Lors du culte dominical, le serviteur de Dieu Jonas Mbayahi a invité les fidèles à rechercher la transformation spirituelle par le sang de Jésus-Christ
Le ministère Ésaïe 61:1 du serviteur de Dieu Jonas Mbayahi a célébré, ce dimanche 5 juillet 2026, son culte dominical dans une ambiance de recueillement et de méditation biblique. Comme chaque dimanche, de nombreux fidèles ont répondu présents pour prendre part à ce moment de prière, de louange et d'enseignement de la Parole de Dieu, au siège du ministère situé sur la colline Auberge, en ville de Butembo.
Au cours de cette célébration, le pasteur responsable, Jonas Mbayahi, a développé un enseignement intitulé « Une vie qui vit dans une autre vie », un thème essentiellement consacré à la signification spirituelle du sang et à son influence sur la destinée de l'homme selon les Saintes Écritures. S'appuyant sur plusieurs références bibliques, le prédicateur a expliqué que le sang représente la vie de l'être humain et qu'il constitue un élément déterminant dans le parcours de chaque personne. Selon lui, de nombreux comportements, certaines maladies, des malédictions familiales ainsi que différentes formes de souffrance trouvent leur origine dans le sang transmis de génération en génération.
Le pasteur Jonas Mbayahi a ainsi rappelé que le sacrifice de Jésus-Christ sur la croix ne s'est pas limité au pardon des péchés, mais qu'il visait également à libérer l'humanité de l'héritage spirituel négatif porté par le sang humain. Il a insisté sur la nécessité, pour chaque croyant, d'accepter le sang de Jésus-Christ afin de rompre avec les liens du passé et d'entrer dans une nouvelle vie.
« La vie de l'homme est dans le sang. Ce que plusieurs personnes vivent aujourd'hui n'est pas seulement le résultat de leurs choix personnels, mais aussi de la vie qui circule dans leur sang. Beaucoup héritent de comportements, de maladies, de blocages ou encore de certaines pratiques à cause du sang de leurs ancêtres. C'est pour cela que Jésus-Christ est venu verser son propre sang. Son sang est incorruptible et capable de remplacer le sang corrompu qui était à l'origine de la souffrance de l'humanité. Lorsque quelqu'un accepte véritablement le sang de Jésus, il entre dans une nouvelle dimension spirituelle où les anciennes chaînes perdent leur pouvoir. », a déclaré le pasteur Jonas Mbayahi au cours de son enseignement.
Poursuivant sa prédication, le responsable du ministère Ésaïe 61:1 a invité les fidèles à ne pas limiter leur foi aux pratiques religieuses, mais à rechercher une véritable transformation intérieure. Il a expliqué que le salut, la délivrance et la restauration commencent lorsque le croyant comprend la puissance du sacrifice de Jésus-Christ et décide de marcher dans cette nouvelle identité spirituelle.

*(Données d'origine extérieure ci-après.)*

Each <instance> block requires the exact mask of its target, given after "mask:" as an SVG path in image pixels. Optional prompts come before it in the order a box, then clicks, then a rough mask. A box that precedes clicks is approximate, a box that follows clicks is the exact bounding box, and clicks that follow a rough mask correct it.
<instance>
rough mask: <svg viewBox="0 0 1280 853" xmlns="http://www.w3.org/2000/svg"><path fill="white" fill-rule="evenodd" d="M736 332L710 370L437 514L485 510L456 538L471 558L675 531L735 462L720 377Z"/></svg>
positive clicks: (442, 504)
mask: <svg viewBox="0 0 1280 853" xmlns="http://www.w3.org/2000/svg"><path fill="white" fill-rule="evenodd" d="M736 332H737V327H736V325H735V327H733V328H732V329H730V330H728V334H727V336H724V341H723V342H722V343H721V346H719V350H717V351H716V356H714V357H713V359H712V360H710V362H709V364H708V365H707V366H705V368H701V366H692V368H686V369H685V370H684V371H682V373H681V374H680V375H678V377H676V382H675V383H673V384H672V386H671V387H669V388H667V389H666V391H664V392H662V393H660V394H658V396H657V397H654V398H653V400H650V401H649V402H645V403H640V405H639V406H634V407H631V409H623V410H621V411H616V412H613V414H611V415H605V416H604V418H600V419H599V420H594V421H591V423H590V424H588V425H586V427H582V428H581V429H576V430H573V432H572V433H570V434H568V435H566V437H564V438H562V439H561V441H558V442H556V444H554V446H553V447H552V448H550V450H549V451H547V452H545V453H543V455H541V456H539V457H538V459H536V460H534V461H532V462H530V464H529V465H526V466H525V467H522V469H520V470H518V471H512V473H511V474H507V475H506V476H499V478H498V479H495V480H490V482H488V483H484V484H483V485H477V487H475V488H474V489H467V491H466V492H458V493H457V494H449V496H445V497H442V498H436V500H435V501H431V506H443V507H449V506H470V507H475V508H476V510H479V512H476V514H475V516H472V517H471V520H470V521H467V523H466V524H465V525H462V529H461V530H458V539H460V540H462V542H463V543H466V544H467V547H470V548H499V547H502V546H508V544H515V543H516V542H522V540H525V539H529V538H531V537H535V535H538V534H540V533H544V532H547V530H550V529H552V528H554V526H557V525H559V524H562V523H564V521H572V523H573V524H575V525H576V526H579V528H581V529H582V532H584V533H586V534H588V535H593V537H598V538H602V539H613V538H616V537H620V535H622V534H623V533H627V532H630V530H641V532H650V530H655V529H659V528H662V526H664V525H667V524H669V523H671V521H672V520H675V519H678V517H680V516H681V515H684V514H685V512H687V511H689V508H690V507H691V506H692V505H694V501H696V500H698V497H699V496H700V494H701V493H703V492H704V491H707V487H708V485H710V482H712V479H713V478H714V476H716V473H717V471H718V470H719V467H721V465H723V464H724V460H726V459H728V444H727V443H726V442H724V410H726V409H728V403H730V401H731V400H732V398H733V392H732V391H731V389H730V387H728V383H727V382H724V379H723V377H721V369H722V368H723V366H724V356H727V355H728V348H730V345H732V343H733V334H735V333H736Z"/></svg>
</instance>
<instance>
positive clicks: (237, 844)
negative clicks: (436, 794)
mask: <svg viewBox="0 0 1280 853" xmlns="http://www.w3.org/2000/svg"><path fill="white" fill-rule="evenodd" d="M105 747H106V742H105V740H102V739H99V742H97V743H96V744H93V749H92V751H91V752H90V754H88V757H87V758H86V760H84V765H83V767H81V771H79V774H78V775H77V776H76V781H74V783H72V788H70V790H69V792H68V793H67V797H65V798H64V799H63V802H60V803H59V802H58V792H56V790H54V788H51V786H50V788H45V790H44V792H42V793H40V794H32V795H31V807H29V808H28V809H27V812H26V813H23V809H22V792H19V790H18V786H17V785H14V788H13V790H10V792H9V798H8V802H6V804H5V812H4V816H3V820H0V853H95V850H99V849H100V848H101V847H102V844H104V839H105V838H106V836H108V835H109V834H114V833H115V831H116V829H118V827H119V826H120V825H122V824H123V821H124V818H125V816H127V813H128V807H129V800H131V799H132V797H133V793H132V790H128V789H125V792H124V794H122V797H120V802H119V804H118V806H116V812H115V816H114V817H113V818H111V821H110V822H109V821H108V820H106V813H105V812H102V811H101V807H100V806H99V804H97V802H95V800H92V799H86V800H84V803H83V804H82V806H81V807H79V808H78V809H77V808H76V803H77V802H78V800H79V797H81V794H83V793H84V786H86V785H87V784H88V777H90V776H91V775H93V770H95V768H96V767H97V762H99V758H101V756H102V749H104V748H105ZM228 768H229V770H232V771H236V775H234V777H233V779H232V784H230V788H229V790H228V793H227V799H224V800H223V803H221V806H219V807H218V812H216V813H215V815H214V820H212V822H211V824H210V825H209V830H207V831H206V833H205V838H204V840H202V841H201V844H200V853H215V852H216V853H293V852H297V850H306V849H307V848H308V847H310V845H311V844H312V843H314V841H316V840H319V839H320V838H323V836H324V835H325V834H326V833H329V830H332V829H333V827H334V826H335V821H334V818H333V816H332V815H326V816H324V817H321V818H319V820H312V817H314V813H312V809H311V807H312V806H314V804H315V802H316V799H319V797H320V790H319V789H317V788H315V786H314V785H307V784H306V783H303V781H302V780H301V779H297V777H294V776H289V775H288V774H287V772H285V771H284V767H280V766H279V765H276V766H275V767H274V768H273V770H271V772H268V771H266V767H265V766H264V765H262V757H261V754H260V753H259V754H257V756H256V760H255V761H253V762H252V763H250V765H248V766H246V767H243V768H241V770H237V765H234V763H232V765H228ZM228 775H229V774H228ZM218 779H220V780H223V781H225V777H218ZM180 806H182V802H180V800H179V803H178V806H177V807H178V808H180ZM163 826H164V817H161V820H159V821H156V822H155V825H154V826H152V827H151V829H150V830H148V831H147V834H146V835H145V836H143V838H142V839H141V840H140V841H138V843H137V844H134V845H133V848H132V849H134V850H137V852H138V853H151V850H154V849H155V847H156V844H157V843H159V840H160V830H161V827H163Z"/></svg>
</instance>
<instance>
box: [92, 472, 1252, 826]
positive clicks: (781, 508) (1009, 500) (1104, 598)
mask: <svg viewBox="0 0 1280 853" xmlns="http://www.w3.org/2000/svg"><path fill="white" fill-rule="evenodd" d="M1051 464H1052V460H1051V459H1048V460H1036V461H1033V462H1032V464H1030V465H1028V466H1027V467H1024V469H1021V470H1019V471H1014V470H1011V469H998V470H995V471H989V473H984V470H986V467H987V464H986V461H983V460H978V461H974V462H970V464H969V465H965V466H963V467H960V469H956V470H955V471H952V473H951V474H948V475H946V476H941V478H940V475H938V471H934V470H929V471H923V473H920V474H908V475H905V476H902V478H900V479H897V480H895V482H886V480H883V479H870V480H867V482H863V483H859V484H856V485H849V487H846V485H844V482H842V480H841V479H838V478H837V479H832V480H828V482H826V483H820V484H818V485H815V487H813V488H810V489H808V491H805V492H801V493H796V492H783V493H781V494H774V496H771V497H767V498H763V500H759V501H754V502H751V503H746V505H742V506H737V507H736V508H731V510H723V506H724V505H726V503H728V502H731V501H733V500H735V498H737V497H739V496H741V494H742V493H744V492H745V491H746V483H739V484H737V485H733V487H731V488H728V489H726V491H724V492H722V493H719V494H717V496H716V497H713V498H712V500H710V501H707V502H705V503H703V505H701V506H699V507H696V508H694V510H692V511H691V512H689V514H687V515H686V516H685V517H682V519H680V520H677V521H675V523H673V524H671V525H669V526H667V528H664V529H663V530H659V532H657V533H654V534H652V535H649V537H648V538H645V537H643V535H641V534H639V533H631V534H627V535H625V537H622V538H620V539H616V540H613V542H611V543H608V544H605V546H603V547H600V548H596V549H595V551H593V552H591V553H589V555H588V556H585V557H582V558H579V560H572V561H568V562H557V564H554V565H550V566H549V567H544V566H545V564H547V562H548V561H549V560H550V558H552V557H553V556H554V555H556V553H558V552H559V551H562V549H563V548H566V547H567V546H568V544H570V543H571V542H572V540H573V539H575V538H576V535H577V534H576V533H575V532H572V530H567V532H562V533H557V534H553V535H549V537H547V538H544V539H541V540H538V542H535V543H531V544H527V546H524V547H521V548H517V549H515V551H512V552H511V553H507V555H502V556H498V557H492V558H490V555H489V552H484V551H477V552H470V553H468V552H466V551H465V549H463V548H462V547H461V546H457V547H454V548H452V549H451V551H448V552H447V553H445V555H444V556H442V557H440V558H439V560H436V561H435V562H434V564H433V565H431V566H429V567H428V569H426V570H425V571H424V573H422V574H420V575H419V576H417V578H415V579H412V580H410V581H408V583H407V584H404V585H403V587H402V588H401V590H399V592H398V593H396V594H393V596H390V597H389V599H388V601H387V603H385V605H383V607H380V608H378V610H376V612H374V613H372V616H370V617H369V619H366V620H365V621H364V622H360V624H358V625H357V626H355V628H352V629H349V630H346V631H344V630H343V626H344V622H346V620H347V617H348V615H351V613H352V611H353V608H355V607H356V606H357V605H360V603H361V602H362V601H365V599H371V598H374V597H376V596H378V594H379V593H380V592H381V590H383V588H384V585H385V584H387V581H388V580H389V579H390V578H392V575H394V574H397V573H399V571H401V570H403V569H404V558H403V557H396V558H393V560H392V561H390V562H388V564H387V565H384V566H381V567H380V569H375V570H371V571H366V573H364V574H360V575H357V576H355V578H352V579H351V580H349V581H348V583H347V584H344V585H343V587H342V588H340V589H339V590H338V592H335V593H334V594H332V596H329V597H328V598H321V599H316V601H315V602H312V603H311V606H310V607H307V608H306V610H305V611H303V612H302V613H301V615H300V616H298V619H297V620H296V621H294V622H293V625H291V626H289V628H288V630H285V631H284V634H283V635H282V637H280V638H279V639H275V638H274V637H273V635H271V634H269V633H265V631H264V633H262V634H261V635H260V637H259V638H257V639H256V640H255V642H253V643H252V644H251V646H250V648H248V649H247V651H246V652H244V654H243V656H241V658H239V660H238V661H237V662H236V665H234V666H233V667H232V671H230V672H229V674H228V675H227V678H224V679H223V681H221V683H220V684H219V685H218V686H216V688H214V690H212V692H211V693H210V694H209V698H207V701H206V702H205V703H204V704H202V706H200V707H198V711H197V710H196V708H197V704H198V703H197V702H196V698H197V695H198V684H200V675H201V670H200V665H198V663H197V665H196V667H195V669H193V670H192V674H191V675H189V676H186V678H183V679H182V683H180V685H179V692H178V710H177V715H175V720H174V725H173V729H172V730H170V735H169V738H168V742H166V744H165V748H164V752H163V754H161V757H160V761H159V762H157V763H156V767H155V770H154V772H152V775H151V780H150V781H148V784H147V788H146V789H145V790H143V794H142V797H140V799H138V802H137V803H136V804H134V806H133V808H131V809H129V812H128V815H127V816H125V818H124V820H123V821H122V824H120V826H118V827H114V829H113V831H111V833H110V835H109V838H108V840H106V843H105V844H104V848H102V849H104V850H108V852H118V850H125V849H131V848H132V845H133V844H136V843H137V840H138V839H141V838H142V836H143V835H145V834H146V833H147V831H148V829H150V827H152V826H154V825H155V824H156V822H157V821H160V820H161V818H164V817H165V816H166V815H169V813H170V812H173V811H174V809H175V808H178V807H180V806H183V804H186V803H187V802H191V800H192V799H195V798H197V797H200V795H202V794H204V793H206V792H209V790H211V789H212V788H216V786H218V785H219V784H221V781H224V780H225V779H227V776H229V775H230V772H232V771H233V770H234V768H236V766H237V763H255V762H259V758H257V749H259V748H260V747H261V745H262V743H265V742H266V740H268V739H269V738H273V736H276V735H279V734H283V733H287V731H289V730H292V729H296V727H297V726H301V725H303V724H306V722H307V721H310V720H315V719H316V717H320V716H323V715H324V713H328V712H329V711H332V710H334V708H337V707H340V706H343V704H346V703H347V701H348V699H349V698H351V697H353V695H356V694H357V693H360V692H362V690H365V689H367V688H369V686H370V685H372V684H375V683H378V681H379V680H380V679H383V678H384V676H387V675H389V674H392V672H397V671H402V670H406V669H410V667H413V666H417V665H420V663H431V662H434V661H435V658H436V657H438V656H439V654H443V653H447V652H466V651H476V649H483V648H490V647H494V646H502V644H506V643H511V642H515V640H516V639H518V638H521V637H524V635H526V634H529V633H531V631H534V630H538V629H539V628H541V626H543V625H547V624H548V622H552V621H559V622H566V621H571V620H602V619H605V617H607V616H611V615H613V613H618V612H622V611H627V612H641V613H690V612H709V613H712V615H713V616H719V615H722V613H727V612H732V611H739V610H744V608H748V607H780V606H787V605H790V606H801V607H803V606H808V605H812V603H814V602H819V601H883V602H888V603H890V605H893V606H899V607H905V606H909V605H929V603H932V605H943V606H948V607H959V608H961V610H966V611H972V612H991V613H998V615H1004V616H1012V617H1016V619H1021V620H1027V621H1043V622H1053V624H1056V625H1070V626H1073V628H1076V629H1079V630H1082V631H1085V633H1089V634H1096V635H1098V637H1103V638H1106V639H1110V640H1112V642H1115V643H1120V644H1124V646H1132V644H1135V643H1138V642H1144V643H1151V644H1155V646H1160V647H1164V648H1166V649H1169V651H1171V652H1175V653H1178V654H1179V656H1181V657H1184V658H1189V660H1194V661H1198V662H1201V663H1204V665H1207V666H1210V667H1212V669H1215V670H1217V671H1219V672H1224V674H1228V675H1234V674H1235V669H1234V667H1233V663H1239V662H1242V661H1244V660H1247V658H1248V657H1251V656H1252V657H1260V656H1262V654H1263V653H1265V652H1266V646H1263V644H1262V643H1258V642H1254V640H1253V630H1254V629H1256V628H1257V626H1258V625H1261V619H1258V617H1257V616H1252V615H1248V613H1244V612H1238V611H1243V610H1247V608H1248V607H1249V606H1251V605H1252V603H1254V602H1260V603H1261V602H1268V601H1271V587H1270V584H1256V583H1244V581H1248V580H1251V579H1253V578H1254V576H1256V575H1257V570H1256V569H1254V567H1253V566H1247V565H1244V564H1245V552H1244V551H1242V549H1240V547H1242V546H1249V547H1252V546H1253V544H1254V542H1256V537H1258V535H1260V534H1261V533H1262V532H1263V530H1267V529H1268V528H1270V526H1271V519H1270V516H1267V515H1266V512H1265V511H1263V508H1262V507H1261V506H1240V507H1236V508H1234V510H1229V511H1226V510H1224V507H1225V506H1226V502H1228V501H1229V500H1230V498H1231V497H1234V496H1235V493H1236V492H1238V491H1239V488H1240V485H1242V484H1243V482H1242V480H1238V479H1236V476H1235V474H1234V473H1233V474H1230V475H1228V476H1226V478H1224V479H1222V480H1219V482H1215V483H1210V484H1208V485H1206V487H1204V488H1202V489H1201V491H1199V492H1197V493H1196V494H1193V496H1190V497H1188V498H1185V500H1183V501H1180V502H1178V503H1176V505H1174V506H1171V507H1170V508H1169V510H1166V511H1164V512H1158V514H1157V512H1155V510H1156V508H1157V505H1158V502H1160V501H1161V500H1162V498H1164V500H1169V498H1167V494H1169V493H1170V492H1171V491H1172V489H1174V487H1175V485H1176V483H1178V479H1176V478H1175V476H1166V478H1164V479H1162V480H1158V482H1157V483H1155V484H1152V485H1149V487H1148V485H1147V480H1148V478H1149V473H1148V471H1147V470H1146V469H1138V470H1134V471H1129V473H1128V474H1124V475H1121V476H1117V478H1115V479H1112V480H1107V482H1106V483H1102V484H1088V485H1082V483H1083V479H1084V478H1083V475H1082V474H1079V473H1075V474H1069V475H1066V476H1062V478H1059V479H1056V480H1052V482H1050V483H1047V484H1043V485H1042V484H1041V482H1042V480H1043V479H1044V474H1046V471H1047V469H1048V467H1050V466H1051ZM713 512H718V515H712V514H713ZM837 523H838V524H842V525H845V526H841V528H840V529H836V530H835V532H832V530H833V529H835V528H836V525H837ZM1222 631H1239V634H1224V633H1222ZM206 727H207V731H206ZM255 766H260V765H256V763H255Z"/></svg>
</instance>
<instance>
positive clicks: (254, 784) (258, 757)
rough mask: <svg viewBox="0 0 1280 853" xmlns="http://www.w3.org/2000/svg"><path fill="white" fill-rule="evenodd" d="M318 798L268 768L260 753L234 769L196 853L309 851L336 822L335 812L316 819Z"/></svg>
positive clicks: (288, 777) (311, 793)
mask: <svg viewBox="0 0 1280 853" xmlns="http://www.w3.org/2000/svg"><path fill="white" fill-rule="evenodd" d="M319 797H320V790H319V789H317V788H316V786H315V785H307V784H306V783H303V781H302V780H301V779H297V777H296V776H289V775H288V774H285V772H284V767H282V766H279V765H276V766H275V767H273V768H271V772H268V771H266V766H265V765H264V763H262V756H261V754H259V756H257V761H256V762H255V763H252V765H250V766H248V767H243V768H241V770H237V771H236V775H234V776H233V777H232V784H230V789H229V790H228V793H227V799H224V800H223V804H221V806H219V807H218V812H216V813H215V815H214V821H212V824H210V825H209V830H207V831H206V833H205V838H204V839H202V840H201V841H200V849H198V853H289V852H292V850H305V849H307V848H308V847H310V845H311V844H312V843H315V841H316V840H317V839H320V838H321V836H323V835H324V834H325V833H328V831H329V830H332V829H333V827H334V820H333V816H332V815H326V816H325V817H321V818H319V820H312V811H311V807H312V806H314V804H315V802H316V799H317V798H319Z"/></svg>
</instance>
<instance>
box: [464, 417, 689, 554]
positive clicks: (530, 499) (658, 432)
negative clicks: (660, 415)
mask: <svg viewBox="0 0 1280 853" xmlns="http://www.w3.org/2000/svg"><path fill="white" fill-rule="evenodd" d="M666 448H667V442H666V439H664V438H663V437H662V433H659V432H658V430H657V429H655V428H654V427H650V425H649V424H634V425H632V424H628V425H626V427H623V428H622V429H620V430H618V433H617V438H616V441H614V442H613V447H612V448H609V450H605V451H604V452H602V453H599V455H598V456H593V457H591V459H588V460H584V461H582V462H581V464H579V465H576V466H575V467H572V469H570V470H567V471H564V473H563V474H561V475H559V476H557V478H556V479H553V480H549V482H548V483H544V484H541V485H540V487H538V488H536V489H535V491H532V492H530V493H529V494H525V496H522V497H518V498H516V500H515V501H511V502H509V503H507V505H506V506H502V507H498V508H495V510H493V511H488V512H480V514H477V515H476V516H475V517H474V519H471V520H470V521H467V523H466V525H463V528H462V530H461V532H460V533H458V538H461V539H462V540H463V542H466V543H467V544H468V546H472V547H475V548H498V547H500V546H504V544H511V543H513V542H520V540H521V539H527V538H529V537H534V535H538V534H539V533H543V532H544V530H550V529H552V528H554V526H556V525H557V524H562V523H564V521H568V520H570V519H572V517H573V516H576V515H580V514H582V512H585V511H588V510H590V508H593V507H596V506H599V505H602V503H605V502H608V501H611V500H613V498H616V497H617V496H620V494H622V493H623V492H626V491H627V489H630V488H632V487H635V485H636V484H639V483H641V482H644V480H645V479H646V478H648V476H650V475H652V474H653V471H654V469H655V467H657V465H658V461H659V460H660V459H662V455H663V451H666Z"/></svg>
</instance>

« Tout se joue avec le sang. C'est le sang qui peut conduire un homme vers le salut ou vers la perdition. Voilà pourquoi Dieu n'a pas choisi une autre voie pour sauver l'humanité : il a donné le sang précieux de son Fils. Celui qui demeure dans le sang de Jésus ne dépend plus des limitations imposées par le sang humain. Il reçoit une nouvelle vie, une nouvelle identité et une nouvelle destinée. Nous devons comprendre que notre victoire ne vient ni de notre intelligence, ni de notre force, mais de l'œuvre accomplie par Jésus-Christ à la croix. C'est cette révélation qui permet à un homme de marcher dans la liberté que Dieu lui a préparée. », a poursuivi le serviteur de Dieu.
Tout au long de la prédication, les fidèles ont suivi avec attention les explications du pasteur, prenant des notes et ponctuant l'enseignement par des moments d'acclamation et de prière. À l'issue du culte, plusieurs participants ont exprimé leur satisfaction, estimant que le message du jour leur apportait une meilleure compréhension de la vie chrétienne et de l'importance du sacrifice de Jésus-Christ dans leur quotidien.
Le ministère Ésaïe 61:1 poursuit ainsi sa mission d'enseignement et d'évangélisation à Butembo. Son siège est implanté sur la colline Auberge, à environ cinq parcelles en contrebas de l'ancien Village Royal, sur la route Mutsanga, derrière le garage Munyangulo.
Les responsables rappellent que les cultes ordinaires sont organisés chaque lundi, jeudi et samedi, de 6h30 à 8h30 le matin, puis de 15h30 à 17h30 l'après-midi. Le culte dominical, quant à lui, débute chaque dimanche à partir de 9h30.